Join Dense arrays


#1

I’m new to SciDB, but I have been playing around with it for a couple of months. I’d like to use it for computation on dense multidimensional raster datasets, like remote sensing imagery. I’m sure I am doing somethings wrong, so any help is appreciated.

Issue #1: data size, loading.
datasets: glc2000.tif, This is a 33mb raster of the world. Width, Height = (40320, 16353) = 659,352,960 values.
I initially wrote the image out to a scidb, csv format and that file was approximately 11gigs. Yikes! Due to that size I really couldn’t take advantage of the aio loading tools, but perhaps I am wrong. I loaded the data, took over 12 hours, redimensioned it and it took another 12. This doesn’t seem like a very good strategy. However, I noticed on the forum a couple of interesting notes that I am continuing to work on. 1) scidb-py connects via SHIM and I was able to successfully able to write multidimensional arrays of data from python directly to SciDB. This seemed to be much more efficient than other loading strategies and I plan to write a script to utilize this. 2) On the forum I found some work discussing the ability to have SHIM on each instance. I’d definitely be open to helping with that.

Issue #2: Question : Count the # of pixels in Washington.
show(py1102597373689_00001);{i} schema{0} 'py1102597373689_00001<f0:int16> [i0=0:2784,1000,0,i1=0:6474,1000,0]'

To get here I loaded a geographic boundary dataset of the United States and pixelated it and turned it into an array, “py1102597373689_00001”. Now I have two, 2d arrays and I want overlay them (join) and get some statistics (aggregate). This was the final query that worked. 53 is the state of Washington in afl and 840053 in PostgreSQL. What I am noticing so far in my work is this adhoc queries relying on the join is not the speed that I expected. PostgreSQL is able to get the result that I want much faster. One thought I have is to modify my 2d grid to a 3d, and see the performance gain there. Any thoughts or suggestions are appreciated.

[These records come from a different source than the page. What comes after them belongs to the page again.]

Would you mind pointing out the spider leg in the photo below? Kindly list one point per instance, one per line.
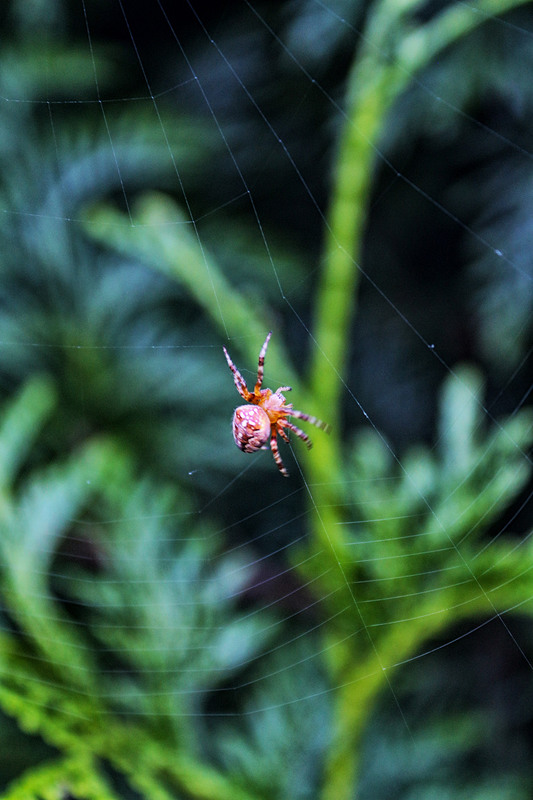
(301, 435)
(276, 454)
(282, 433)
(313, 420)
(261, 364)
(240, 383)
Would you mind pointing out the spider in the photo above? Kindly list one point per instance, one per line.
(267, 415)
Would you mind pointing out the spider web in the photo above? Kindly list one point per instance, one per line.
(174, 197)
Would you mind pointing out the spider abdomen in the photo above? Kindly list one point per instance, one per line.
(251, 428)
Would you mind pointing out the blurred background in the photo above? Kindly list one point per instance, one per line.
(122, 487)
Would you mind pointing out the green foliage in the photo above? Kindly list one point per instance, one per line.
(124, 633)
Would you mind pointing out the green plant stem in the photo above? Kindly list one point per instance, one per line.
(164, 240)
(374, 84)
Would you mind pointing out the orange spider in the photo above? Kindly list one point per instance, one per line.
(266, 417)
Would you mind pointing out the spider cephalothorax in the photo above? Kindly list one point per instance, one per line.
(267, 416)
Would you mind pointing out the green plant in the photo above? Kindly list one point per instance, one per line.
(454, 498)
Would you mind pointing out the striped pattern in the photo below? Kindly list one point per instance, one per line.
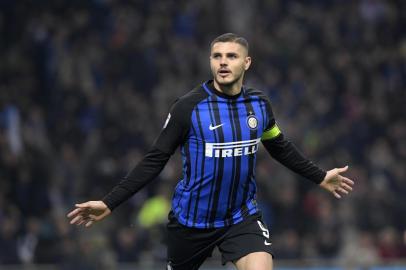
(218, 185)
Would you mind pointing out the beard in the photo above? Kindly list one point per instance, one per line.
(228, 83)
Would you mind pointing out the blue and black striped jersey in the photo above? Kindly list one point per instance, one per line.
(218, 136)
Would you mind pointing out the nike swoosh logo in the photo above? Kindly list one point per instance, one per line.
(267, 243)
(213, 128)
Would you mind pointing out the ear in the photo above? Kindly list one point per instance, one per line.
(247, 63)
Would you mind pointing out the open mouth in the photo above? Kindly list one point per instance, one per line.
(224, 72)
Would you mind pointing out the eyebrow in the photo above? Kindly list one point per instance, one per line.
(227, 54)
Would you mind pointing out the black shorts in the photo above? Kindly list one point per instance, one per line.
(189, 247)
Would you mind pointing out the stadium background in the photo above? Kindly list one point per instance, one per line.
(86, 85)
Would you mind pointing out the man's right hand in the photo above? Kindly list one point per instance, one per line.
(88, 213)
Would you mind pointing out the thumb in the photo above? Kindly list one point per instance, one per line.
(82, 205)
(343, 169)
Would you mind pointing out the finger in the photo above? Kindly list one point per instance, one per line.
(76, 219)
(335, 193)
(343, 169)
(75, 212)
(347, 180)
(89, 223)
(346, 187)
(81, 222)
(94, 217)
(342, 190)
(83, 205)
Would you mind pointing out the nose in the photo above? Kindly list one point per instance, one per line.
(223, 61)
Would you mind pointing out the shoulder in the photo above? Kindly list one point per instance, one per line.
(253, 92)
(185, 104)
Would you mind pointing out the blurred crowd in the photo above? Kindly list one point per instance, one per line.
(85, 87)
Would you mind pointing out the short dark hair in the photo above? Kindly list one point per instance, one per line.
(230, 37)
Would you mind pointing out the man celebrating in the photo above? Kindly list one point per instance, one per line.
(218, 126)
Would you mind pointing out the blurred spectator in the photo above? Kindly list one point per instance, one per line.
(85, 87)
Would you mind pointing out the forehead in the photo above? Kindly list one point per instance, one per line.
(227, 47)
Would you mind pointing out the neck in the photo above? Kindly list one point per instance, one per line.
(231, 90)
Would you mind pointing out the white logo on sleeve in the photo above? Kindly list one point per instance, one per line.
(167, 121)
(213, 128)
(265, 232)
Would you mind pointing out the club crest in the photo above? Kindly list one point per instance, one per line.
(252, 122)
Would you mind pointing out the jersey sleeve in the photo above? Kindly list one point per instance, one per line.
(272, 130)
(175, 129)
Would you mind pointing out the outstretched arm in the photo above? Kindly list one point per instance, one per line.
(286, 153)
(92, 211)
(172, 135)
(337, 184)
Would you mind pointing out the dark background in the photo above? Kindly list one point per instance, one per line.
(85, 86)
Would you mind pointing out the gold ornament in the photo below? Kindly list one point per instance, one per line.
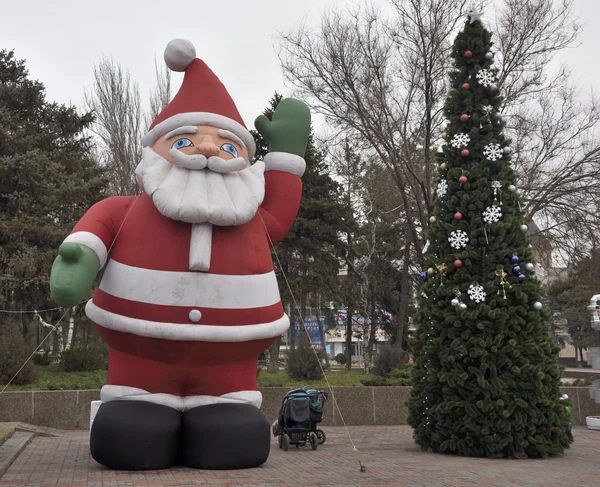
(503, 282)
(443, 270)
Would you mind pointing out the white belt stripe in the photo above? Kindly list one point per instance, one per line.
(199, 289)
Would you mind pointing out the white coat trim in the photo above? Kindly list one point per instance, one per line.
(197, 289)
(110, 393)
(201, 247)
(184, 332)
(92, 242)
(283, 161)
(200, 118)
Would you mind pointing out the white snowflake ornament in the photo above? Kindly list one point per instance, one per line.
(458, 239)
(485, 77)
(442, 188)
(493, 152)
(460, 140)
(492, 214)
(476, 293)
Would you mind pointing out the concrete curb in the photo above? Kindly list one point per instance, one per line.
(12, 447)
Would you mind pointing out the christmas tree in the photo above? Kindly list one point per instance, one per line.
(486, 376)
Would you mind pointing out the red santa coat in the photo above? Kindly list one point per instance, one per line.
(173, 330)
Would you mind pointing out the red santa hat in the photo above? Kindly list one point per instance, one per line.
(201, 100)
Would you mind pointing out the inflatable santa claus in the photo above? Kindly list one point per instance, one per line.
(188, 297)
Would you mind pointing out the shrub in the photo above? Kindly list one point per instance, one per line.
(14, 351)
(42, 358)
(585, 382)
(387, 359)
(397, 377)
(82, 360)
(341, 358)
(303, 363)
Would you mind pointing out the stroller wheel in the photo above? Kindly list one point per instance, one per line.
(285, 442)
(314, 442)
(321, 436)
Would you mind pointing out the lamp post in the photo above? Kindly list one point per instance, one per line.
(593, 309)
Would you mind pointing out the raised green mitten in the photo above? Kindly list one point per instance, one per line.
(289, 128)
(73, 273)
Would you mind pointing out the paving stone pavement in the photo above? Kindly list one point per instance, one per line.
(388, 452)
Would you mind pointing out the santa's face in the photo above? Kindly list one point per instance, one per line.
(199, 174)
(195, 146)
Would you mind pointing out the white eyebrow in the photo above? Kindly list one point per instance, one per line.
(187, 129)
(230, 135)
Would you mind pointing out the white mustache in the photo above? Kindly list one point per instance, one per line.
(217, 164)
(197, 162)
(194, 162)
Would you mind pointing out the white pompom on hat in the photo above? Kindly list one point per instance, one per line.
(179, 54)
(201, 100)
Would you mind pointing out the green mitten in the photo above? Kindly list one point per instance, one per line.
(289, 128)
(73, 273)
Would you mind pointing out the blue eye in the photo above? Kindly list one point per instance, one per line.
(181, 143)
(229, 148)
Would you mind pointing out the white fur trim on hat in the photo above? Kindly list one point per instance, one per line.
(179, 54)
(186, 332)
(200, 118)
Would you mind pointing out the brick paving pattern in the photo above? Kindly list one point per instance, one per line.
(388, 452)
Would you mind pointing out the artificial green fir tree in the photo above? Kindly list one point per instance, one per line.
(486, 376)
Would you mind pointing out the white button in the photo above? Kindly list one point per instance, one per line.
(195, 315)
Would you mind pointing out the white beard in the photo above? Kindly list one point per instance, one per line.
(203, 195)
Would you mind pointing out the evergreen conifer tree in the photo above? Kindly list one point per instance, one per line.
(48, 179)
(486, 376)
(311, 253)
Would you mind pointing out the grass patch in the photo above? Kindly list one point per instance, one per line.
(51, 378)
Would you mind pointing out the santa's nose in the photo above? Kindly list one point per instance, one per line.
(207, 148)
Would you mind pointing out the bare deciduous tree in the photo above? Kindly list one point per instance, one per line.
(383, 82)
(161, 94)
(121, 120)
(116, 103)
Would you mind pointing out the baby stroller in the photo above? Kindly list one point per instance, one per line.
(301, 411)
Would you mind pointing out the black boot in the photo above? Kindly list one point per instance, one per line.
(135, 435)
(225, 436)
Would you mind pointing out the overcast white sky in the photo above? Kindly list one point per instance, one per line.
(62, 39)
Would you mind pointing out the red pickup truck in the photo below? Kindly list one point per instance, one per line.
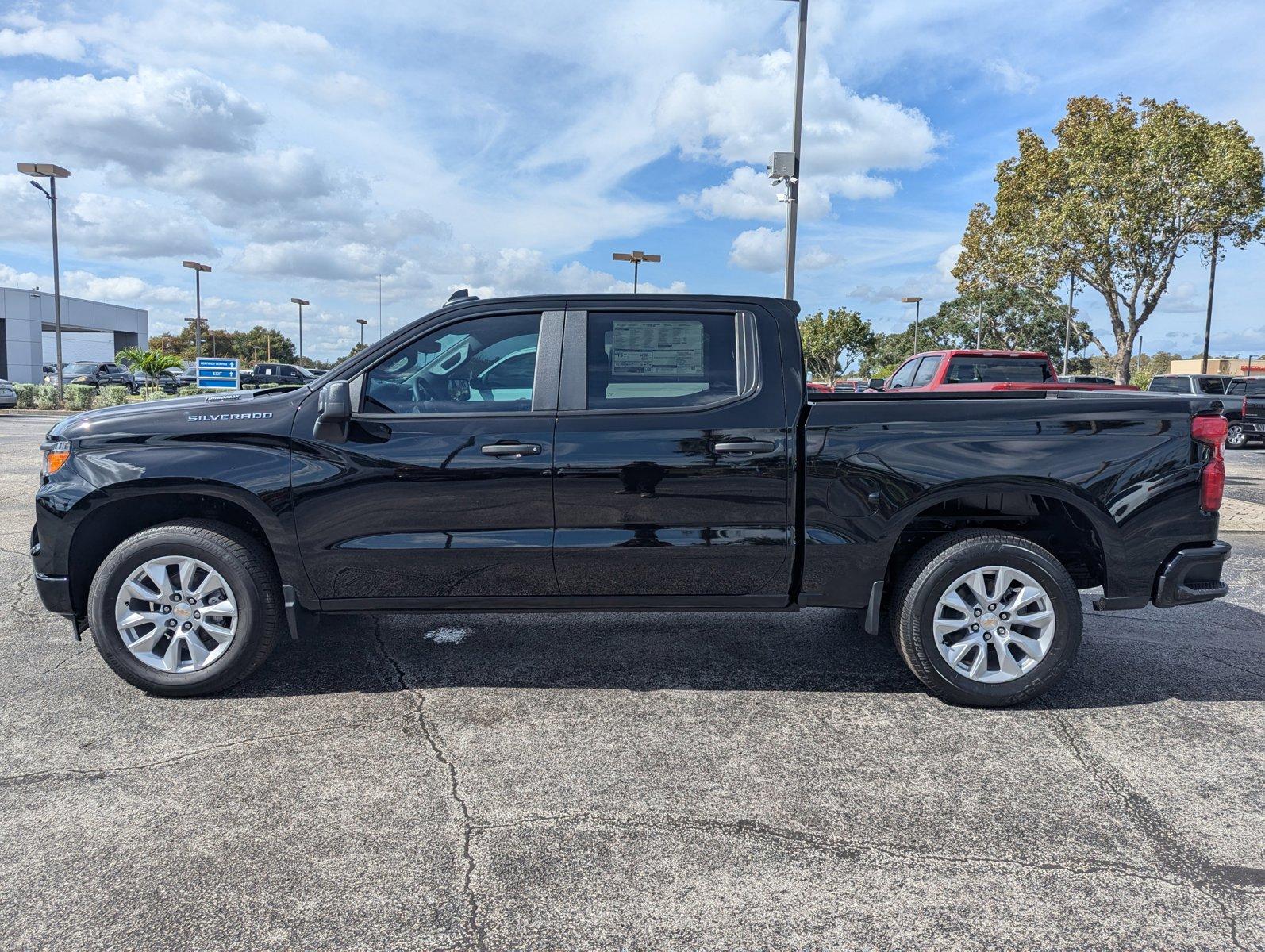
(984, 370)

iquery -atq "aggregate(filter(join(subarray(glc2000_2d,6187, 4548, 12662, 7333),py1102597373689_00001), f0=53), count(value)) ;"{i} value_count{0} 261318Query execution time: 387779ms

Time: 8448.855 ms

WITH geographic_table as ( SELECT sgl.id as sample_geog_level_id, gi.id as geog_instance_id, gi.label as geog_instance_label,gi.code as geog_instance_code, bound.geog::geometry as geom FROM sample_geog_levels sglinner join geog_instances gi on sgl.id = gi.sample_geog_level_idinner join boundaries bound on bound.geog_instance_id = gi.id WHERE sgl.id = 1051) , clip as ( SELECT g.geog_instance_id, g.geog_instance_label, g.geog_instance_code, ST_Union(ST_Clip(r.rast, g.geom)) as rast FROM geographic_table g inner join landcover.glc2000_tp r on ST_Intersects(r.rast, g.geom) GROUP BY g.geog_instance_id, g.geog_instance_label, g.geog_instance_code ), selection_value_count as ( SELECT geog_instance_id, geog_instance_label, geog_instance_code, (ST_ValueCount(rast)).* FROM clip WHERE geog_instance_code = 84005 3) SELECT sum(count)FROM selection_value_count


#2

Hey thanks for the example and the use case.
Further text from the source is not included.